Le dimissioni di Romeo hanno almeno un merito: hanno reso impossibile continuare a fingere che il problema possa essere rinviato. Ora servono un inventario aggiornato del patrimonio, una ricognizione certificata di debiti e crediti, l’elenco dei Comuni morosi, la verifica delle ingiunzioni pendenti e un parere sulla procedura necessaria per nominare il commissario.
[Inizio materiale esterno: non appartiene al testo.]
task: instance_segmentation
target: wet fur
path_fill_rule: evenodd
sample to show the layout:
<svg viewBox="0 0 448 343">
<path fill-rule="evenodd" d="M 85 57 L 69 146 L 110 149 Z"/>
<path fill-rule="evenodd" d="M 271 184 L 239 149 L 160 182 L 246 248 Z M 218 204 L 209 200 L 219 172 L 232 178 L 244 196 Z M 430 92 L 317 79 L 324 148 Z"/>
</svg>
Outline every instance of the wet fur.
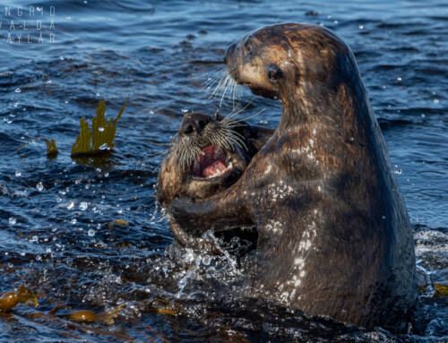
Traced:
<svg viewBox="0 0 448 343">
<path fill-rule="evenodd" d="M 404 330 L 417 297 L 412 235 L 351 51 L 322 27 L 279 24 L 245 36 L 226 62 L 237 81 L 280 99 L 279 127 L 235 184 L 177 200 L 171 215 L 195 236 L 256 225 L 259 296 Z"/>
</svg>

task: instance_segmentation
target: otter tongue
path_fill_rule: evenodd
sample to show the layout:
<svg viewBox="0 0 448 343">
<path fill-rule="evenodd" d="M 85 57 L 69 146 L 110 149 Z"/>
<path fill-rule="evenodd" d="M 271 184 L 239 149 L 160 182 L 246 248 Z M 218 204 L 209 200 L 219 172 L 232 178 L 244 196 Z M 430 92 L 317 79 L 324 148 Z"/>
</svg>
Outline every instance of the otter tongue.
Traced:
<svg viewBox="0 0 448 343">
<path fill-rule="evenodd" d="M 203 169 L 203 177 L 213 177 L 218 176 L 226 170 L 226 166 L 220 160 L 214 161 L 211 166 Z"/>
</svg>

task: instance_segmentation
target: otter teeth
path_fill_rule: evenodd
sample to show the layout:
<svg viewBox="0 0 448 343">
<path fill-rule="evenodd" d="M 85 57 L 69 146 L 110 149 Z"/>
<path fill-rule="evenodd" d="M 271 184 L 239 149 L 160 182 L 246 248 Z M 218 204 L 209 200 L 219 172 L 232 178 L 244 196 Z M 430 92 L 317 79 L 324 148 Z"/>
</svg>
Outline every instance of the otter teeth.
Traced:
<svg viewBox="0 0 448 343">
<path fill-rule="evenodd" d="M 220 149 L 220 147 L 216 147 L 215 153 L 213 155 L 213 159 L 218 159 L 223 154 L 224 154 L 224 152 L 222 151 L 222 149 Z"/>
<path fill-rule="evenodd" d="M 226 174 L 228 171 L 232 170 L 232 169 L 233 169 L 233 164 L 232 164 L 232 162 L 230 162 L 227 168 L 225 168 L 224 170 L 216 170 L 215 173 L 208 176 L 207 178 L 220 176 L 221 175 Z"/>
</svg>

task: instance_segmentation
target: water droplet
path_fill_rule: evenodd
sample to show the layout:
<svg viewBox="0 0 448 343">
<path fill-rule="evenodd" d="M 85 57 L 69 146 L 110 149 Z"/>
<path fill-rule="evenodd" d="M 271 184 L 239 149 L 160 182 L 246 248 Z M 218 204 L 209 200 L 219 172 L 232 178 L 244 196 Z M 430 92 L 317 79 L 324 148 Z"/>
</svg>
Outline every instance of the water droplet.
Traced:
<svg viewBox="0 0 448 343">
<path fill-rule="evenodd" d="M 44 184 L 42 184 L 42 182 L 39 182 L 38 184 L 36 184 L 36 189 L 39 192 L 42 192 L 44 190 Z"/>
<path fill-rule="evenodd" d="M 89 204 L 86 202 L 81 202 L 81 203 L 80 203 L 80 210 L 86 210 L 88 207 L 89 207 Z"/>
</svg>

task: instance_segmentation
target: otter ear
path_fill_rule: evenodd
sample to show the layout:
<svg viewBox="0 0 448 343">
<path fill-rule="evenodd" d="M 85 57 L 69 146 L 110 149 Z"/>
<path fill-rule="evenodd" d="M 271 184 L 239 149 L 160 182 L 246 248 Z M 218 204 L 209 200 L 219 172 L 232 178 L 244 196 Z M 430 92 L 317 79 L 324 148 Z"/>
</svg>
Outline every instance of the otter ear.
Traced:
<svg viewBox="0 0 448 343">
<path fill-rule="evenodd" d="M 266 67 L 268 73 L 268 78 L 271 81 L 276 81 L 280 78 L 283 77 L 283 72 L 278 64 L 269 64 Z"/>
</svg>

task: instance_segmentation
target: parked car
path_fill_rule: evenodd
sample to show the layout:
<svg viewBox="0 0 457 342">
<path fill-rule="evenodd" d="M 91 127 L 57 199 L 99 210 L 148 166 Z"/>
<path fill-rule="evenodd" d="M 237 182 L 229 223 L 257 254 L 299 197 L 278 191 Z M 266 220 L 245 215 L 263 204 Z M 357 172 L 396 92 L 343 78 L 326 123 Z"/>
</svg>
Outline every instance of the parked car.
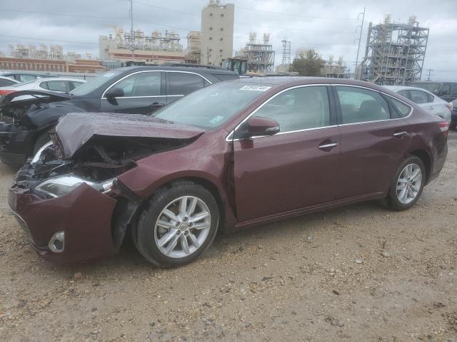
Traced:
<svg viewBox="0 0 457 342">
<path fill-rule="evenodd" d="M 11 118 L 0 123 L 0 160 L 22 165 L 49 140 L 49 130 L 67 113 L 151 114 L 197 89 L 238 78 L 236 73 L 221 68 L 129 67 L 101 74 L 69 94 L 44 90 L 9 94 L 0 103 L 4 120 Z M 24 95 L 34 98 L 24 99 Z"/>
<path fill-rule="evenodd" d="M 29 82 L 29 81 L 35 81 L 37 78 L 59 77 L 55 75 L 49 75 L 46 73 L 33 73 L 21 71 L 4 71 L 0 73 L 1 76 L 8 77 L 18 82 Z"/>
<path fill-rule="evenodd" d="M 0 87 L 6 87 L 16 83 L 19 83 L 19 82 L 16 80 L 9 77 L 0 76 Z"/>
<path fill-rule="evenodd" d="M 452 101 L 452 114 L 451 115 L 451 128 L 457 128 L 457 98 Z"/>
<path fill-rule="evenodd" d="M 418 81 L 411 82 L 408 86 L 426 89 L 446 102 L 457 98 L 457 82 Z"/>
<path fill-rule="evenodd" d="M 84 80 L 66 78 L 38 78 L 35 81 L 29 81 L 20 83 L 13 84 L 10 86 L 0 88 L 0 96 L 21 90 L 45 90 L 56 91 L 57 93 L 69 93 L 81 84 L 85 83 Z"/>
<path fill-rule="evenodd" d="M 154 117 L 67 114 L 9 204 L 48 260 L 110 255 L 129 230 L 147 260 L 174 266 L 219 229 L 372 200 L 411 207 L 444 165 L 448 125 L 366 82 L 241 78 Z"/>
<path fill-rule="evenodd" d="M 443 118 L 448 123 L 451 123 L 452 103 L 446 102 L 421 88 L 404 86 L 385 86 L 385 87 L 411 100 L 426 112 Z"/>
</svg>

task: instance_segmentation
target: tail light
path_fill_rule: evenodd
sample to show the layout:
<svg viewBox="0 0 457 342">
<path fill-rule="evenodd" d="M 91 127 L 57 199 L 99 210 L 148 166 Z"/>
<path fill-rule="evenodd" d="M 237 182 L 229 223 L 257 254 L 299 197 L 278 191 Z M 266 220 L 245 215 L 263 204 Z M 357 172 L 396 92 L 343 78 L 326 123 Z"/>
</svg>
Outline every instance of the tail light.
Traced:
<svg viewBox="0 0 457 342">
<path fill-rule="evenodd" d="M 447 137 L 448 136 L 448 131 L 449 130 L 449 123 L 447 123 L 446 121 L 442 122 L 442 123 L 439 123 L 438 124 L 438 125 L 440 128 L 440 130 L 441 131 L 441 134 Z"/>
</svg>

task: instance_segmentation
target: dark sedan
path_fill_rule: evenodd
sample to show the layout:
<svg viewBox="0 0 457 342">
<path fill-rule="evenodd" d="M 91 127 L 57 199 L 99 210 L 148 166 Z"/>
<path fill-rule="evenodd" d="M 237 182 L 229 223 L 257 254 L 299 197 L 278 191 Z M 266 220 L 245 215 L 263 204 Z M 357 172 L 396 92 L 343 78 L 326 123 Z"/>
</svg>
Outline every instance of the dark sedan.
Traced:
<svg viewBox="0 0 457 342">
<path fill-rule="evenodd" d="M 444 165 L 448 125 L 365 82 L 224 82 L 154 117 L 68 114 L 9 204 L 49 260 L 109 256 L 130 232 L 149 261 L 179 266 L 219 229 L 372 200 L 411 207 Z"/>
<path fill-rule="evenodd" d="M 67 113 L 151 114 L 184 95 L 238 74 L 217 67 L 143 66 L 107 71 L 69 94 L 17 91 L 0 103 L 0 160 L 21 165 L 49 141 Z M 24 96 L 26 95 L 26 96 Z"/>
</svg>

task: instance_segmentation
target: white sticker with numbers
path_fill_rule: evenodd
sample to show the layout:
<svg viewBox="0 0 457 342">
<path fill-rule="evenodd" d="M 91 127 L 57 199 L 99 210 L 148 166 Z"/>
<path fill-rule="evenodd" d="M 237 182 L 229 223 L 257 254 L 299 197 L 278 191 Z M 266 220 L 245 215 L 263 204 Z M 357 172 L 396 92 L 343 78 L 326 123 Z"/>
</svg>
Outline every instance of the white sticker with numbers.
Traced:
<svg viewBox="0 0 457 342">
<path fill-rule="evenodd" d="M 240 90 L 251 90 L 251 91 L 266 91 L 271 89 L 271 87 L 266 86 L 244 86 L 240 88 Z"/>
</svg>

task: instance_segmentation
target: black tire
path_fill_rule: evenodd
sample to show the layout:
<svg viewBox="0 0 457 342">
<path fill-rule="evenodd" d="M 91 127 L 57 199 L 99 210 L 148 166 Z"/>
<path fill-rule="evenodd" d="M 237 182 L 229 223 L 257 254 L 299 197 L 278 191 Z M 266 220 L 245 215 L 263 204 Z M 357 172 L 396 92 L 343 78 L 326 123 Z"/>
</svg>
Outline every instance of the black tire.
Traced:
<svg viewBox="0 0 457 342">
<path fill-rule="evenodd" d="M 171 202 L 183 196 L 193 196 L 204 202 L 209 210 L 211 224 L 204 242 L 190 255 L 169 257 L 162 253 L 156 242 L 156 222 Z M 219 210 L 211 193 L 204 187 L 189 181 L 177 181 L 157 190 L 139 217 L 134 240 L 139 253 L 149 261 L 161 267 L 175 267 L 194 261 L 211 244 L 219 224 Z"/>
<path fill-rule="evenodd" d="M 406 167 L 406 165 L 409 164 L 416 165 L 421 168 L 421 172 L 422 172 L 422 180 L 421 182 L 420 189 L 417 193 L 417 195 L 416 196 L 416 198 L 414 198 L 414 200 L 413 200 L 411 202 L 406 204 L 400 202 L 398 199 L 398 197 L 397 195 L 397 184 L 401 172 Z M 405 159 L 405 160 L 403 160 L 403 162 L 398 167 L 396 172 L 395 172 L 395 175 L 393 176 L 393 179 L 392 180 L 392 182 L 391 183 L 388 194 L 384 200 L 381 201 L 381 204 L 383 205 L 383 207 L 397 211 L 406 210 L 407 209 L 411 208 L 421 197 L 421 195 L 422 194 L 422 190 L 423 190 L 423 186 L 426 182 L 426 168 L 421 158 L 415 155 L 410 155 L 406 159 Z"/>
<path fill-rule="evenodd" d="M 34 145 L 34 155 L 35 155 L 38 150 L 41 148 L 41 147 L 51 140 L 51 138 L 49 138 L 49 131 L 46 130 L 41 133 L 36 140 L 35 141 L 35 145 Z M 33 156 L 32 156 L 33 157 Z"/>
</svg>

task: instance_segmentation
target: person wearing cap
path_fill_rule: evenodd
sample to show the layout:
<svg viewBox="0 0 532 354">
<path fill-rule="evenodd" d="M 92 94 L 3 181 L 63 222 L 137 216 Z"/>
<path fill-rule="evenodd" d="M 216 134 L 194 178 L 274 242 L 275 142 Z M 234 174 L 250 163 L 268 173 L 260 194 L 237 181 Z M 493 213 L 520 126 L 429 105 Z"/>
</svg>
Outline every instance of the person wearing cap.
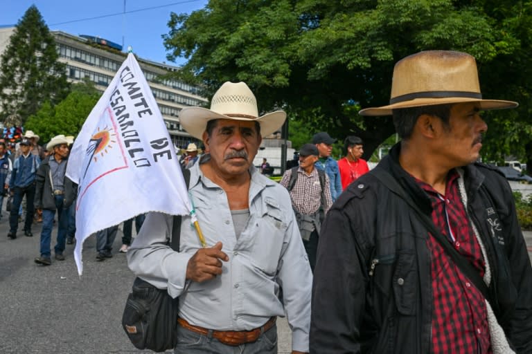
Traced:
<svg viewBox="0 0 532 354">
<path fill-rule="evenodd" d="M 330 157 L 332 152 L 332 144 L 336 142 L 336 139 L 333 139 L 325 131 L 320 131 L 312 136 L 312 144 L 316 145 L 319 152 L 319 156 L 316 161 L 316 168 L 325 171 L 327 176 L 329 176 L 330 181 L 330 196 L 334 202 L 338 198 L 342 193 L 342 180 L 340 179 L 340 169 L 338 168 L 338 162 Z"/>
<path fill-rule="evenodd" d="M 15 159 L 13 170 L 9 182 L 10 193 L 13 196 L 11 211 L 9 214 L 9 232 L 8 237 L 17 238 L 19 226 L 19 210 L 22 198 L 26 196 L 26 220 L 24 235 L 32 236 L 31 224 L 33 222 L 33 198 L 35 194 L 35 174 L 41 160 L 39 156 L 30 153 L 31 142 L 26 138 L 20 142 L 21 155 Z"/>
<path fill-rule="evenodd" d="M 226 82 L 211 109 L 179 121 L 207 151 L 190 169 L 189 195 L 206 247 L 181 218 L 179 252 L 168 246 L 172 216 L 148 213 L 127 251 L 130 268 L 179 297 L 175 353 L 277 353 L 277 316 L 292 353 L 308 351 L 312 273 L 286 189 L 254 166 L 263 137 L 286 113 L 259 116 L 244 82 Z"/>
<path fill-rule="evenodd" d="M 197 161 L 197 147 L 193 142 L 190 142 L 185 151 L 186 157 L 184 159 L 184 165 L 186 169 L 190 169 Z"/>
<path fill-rule="evenodd" d="M 321 228 L 311 352 L 532 353 L 532 268 L 512 192 L 477 162 L 479 111 L 517 104 L 483 99 L 475 58 L 445 50 L 399 61 L 391 97 L 360 114 L 392 115 L 401 141 Z"/>
<path fill-rule="evenodd" d="M 349 136 L 344 140 L 346 156 L 338 161 L 342 189 L 369 171 L 368 163 L 362 159 L 362 140 L 357 136 Z"/>
<path fill-rule="evenodd" d="M 287 169 L 280 182 L 290 194 L 292 206 L 312 271 L 316 264 L 316 250 L 323 218 L 320 214 L 327 214 L 332 205 L 329 177 L 314 166 L 319 154 L 316 145 L 303 145 L 299 149 L 299 166 Z"/>
<path fill-rule="evenodd" d="M 69 159 L 69 140 L 64 135 L 54 136 L 46 145 L 50 155 L 37 171 L 35 209 L 42 210 L 40 256 L 35 261 L 42 266 L 51 264 L 50 250 L 55 212 L 57 212 L 57 236 L 54 248 L 57 261 L 64 261 L 64 248 L 69 221 L 69 207 L 73 201 L 71 181 L 65 178 Z"/>
</svg>

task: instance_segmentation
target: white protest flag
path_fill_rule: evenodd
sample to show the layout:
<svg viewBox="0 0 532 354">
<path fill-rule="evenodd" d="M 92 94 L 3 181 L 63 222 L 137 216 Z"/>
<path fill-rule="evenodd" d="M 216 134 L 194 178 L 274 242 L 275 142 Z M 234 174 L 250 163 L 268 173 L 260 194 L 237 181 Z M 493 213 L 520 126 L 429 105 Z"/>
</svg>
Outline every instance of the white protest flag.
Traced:
<svg viewBox="0 0 532 354">
<path fill-rule="evenodd" d="M 132 53 L 118 69 L 74 142 L 66 176 L 79 185 L 74 259 L 91 234 L 148 212 L 191 210 L 161 112 Z"/>
</svg>

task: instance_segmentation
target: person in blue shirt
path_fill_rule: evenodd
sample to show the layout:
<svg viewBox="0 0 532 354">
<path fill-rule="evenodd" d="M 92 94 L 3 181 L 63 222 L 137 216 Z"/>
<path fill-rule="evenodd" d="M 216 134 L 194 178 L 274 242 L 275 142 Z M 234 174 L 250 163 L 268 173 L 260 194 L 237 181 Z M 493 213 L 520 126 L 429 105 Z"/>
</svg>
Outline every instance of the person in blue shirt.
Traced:
<svg viewBox="0 0 532 354">
<path fill-rule="evenodd" d="M 316 145 L 319 152 L 318 160 L 314 165 L 318 169 L 325 171 L 327 176 L 329 176 L 329 186 L 330 187 L 330 196 L 334 202 L 338 198 L 342 193 L 342 180 L 340 179 L 340 169 L 338 167 L 338 162 L 330 157 L 332 152 L 332 144 L 336 142 L 336 139 L 333 139 L 325 131 L 317 133 L 312 137 L 312 144 Z"/>
<path fill-rule="evenodd" d="M 33 222 L 33 198 L 35 195 L 35 175 L 37 169 L 41 163 L 39 156 L 30 152 L 31 142 L 28 138 L 20 142 L 21 156 L 15 160 L 13 171 L 9 185 L 13 196 L 13 203 L 9 214 L 9 232 L 8 237 L 17 238 L 17 229 L 19 225 L 19 208 L 22 198 L 26 196 L 26 221 L 24 222 L 24 234 L 33 236 L 31 233 L 31 224 Z"/>
</svg>

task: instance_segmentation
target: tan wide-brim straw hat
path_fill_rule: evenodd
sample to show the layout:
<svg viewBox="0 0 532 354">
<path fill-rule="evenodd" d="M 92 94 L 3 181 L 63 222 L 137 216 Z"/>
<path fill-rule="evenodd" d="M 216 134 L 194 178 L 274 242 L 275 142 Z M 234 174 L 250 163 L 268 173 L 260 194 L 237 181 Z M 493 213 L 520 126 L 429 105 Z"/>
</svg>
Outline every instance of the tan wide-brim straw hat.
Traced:
<svg viewBox="0 0 532 354">
<path fill-rule="evenodd" d="M 46 150 L 51 152 L 53 151 L 53 147 L 55 145 L 60 145 L 61 144 L 66 144 L 67 145 L 69 145 L 69 140 L 66 139 L 66 138 L 63 134 L 55 136 L 52 138 L 52 140 L 50 140 L 48 144 L 46 144 Z"/>
<path fill-rule="evenodd" d="M 279 130 L 286 113 L 276 111 L 258 116 L 257 100 L 244 82 L 225 82 L 211 101 L 211 109 L 186 107 L 179 112 L 179 122 L 194 138 L 202 139 L 207 122 L 213 119 L 256 121 L 260 124 L 263 137 Z"/>
<path fill-rule="evenodd" d="M 35 138 L 35 142 L 39 141 L 39 138 L 38 135 L 35 134 L 35 133 L 33 133 L 33 131 L 30 131 L 30 130 L 26 131 L 26 133 L 24 134 L 24 138 L 28 138 L 28 139 L 31 138 Z"/>
<path fill-rule="evenodd" d="M 392 109 L 462 102 L 479 102 L 485 111 L 518 106 L 512 101 L 482 99 L 477 63 L 469 54 L 427 50 L 397 62 L 389 105 L 366 108 L 359 114 L 390 115 Z"/>
<path fill-rule="evenodd" d="M 193 142 L 190 142 L 188 144 L 188 146 L 186 147 L 186 150 L 185 150 L 186 152 L 194 152 L 197 151 L 197 147 L 195 144 Z"/>
</svg>

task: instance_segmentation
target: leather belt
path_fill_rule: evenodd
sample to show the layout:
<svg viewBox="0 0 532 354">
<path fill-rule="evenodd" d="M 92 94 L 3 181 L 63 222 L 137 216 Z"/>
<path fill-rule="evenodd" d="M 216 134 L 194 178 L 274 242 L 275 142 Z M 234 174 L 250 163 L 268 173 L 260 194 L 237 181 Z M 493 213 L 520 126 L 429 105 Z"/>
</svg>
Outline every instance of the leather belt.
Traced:
<svg viewBox="0 0 532 354">
<path fill-rule="evenodd" d="M 262 327 L 258 327 L 251 330 L 214 330 L 204 328 L 198 326 L 194 326 L 189 324 L 186 320 L 182 318 L 177 319 L 177 323 L 184 328 L 188 329 L 196 333 L 203 335 L 209 335 L 209 333 L 212 333 L 212 337 L 217 339 L 221 343 L 228 346 L 240 346 L 246 343 L 252 343 L 256 341 L 261 334 L 264 333 L 275 324 L 277 319 L 276 316 L 270 318 L 267 322 L 264 324 Z"/>
</svg>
Poi Regione, Comune capoluogo, Provincia, Camera di Commercio e sindaci dovranno mettere per iscritto quanto sono disposti a versare e quale modello intendono sostenere.

“Non parlo di un commissario liquidatore”, assicura Pitaro. “Parlo di una figura che abbia il compito di rimettere in piedi il Sistema Bibliotecario”. È una dichiarazione importante. Ma da oggi dovranno parlare soprattutto gli atti. Perché una biblioteca può anche sopravvivere alla fine del proprio ente gestore. Quello che Vibo non può permettersi è che, mentre la politica discute su chi debba presiederlo, il Sistema muoia e i suoi libri restino chiusi insieme ai suoi debiti.